Don nospam at nospam.com
Mon Nov 2 02:14:28 PST 2009


Jason House wrote:
> Don Wrote:
> 
>> Leandro Lucarella wrote:
>>> Justin Johansson, el 30 de octubre a las 08:42 me escribiste:
>>>>> Actually, I think I like that better than 'traits'.
>>>>>
>>>>> -Lars
>>>> I'm in agreement with whoever suggested 'meta' or just about anything else except  'traits'.
>>>> 'meta', whilst perhaps an overloaded keyword, is still much more user-friendly.  Whenever
>>>> I see 'traits' I get the feeling I need a Ph.D. to understand what it's about.  For some reason,
>>>> I don't know why, 'meta' has an aire of karma about it.
>>> "compiler"? That could open the door to other types of access to compiler
>>> internals, AST, etc.
>> Yup.
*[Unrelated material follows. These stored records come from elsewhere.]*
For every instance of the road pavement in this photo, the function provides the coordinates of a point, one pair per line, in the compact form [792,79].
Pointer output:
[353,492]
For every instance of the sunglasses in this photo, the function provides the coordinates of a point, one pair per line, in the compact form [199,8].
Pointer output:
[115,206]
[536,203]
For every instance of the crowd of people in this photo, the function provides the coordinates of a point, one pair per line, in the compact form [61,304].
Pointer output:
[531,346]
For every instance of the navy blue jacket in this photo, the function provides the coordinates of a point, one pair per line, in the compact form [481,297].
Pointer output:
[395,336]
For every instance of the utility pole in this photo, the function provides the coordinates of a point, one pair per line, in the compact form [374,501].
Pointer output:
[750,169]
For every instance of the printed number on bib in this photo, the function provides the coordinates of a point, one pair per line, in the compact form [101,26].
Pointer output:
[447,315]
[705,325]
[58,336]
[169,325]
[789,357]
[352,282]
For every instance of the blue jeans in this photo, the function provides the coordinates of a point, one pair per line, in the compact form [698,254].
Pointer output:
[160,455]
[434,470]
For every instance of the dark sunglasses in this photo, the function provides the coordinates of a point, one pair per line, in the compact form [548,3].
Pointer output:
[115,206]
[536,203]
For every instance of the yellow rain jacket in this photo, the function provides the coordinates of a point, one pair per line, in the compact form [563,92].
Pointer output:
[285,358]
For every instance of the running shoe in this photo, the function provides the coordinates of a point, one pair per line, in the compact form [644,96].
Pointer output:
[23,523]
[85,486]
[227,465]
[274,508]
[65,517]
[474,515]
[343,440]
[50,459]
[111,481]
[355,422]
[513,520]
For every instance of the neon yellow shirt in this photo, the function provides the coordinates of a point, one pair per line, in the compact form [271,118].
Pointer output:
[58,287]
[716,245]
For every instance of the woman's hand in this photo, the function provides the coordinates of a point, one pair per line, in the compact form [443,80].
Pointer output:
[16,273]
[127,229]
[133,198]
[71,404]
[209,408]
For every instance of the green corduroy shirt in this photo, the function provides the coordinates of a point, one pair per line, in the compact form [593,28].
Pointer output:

I think the 'magic namespace' approach is a simple, clean way to 
>> incorporate reflection. It could be like Object and TypeInfo, implicitly 
>> available in every module and tightly coupled to the compiler, but can 
>> be viewed by the user as if it were just a module. It'd be particularly 
>> interesting if some of the functions _were_  actually implemented in 
>> library code, when possible.
> 
> What about going one step further? You could require an import statement to use traits. For example, import traits=std.traits could reproduce your earlier suggestion, but gives added flexibility to the programmer. It also eliminates a keyword.

It's too fundamental for that. You can't use template constraints 
without it.
BTW, 'scope' is another possible magic namespace.

scope.compiles(XXX) -- true if XXX compiles in the current scope.

More generally, scope.YYY()  would provide metaprogramming information 
about the property YYY of the current scope.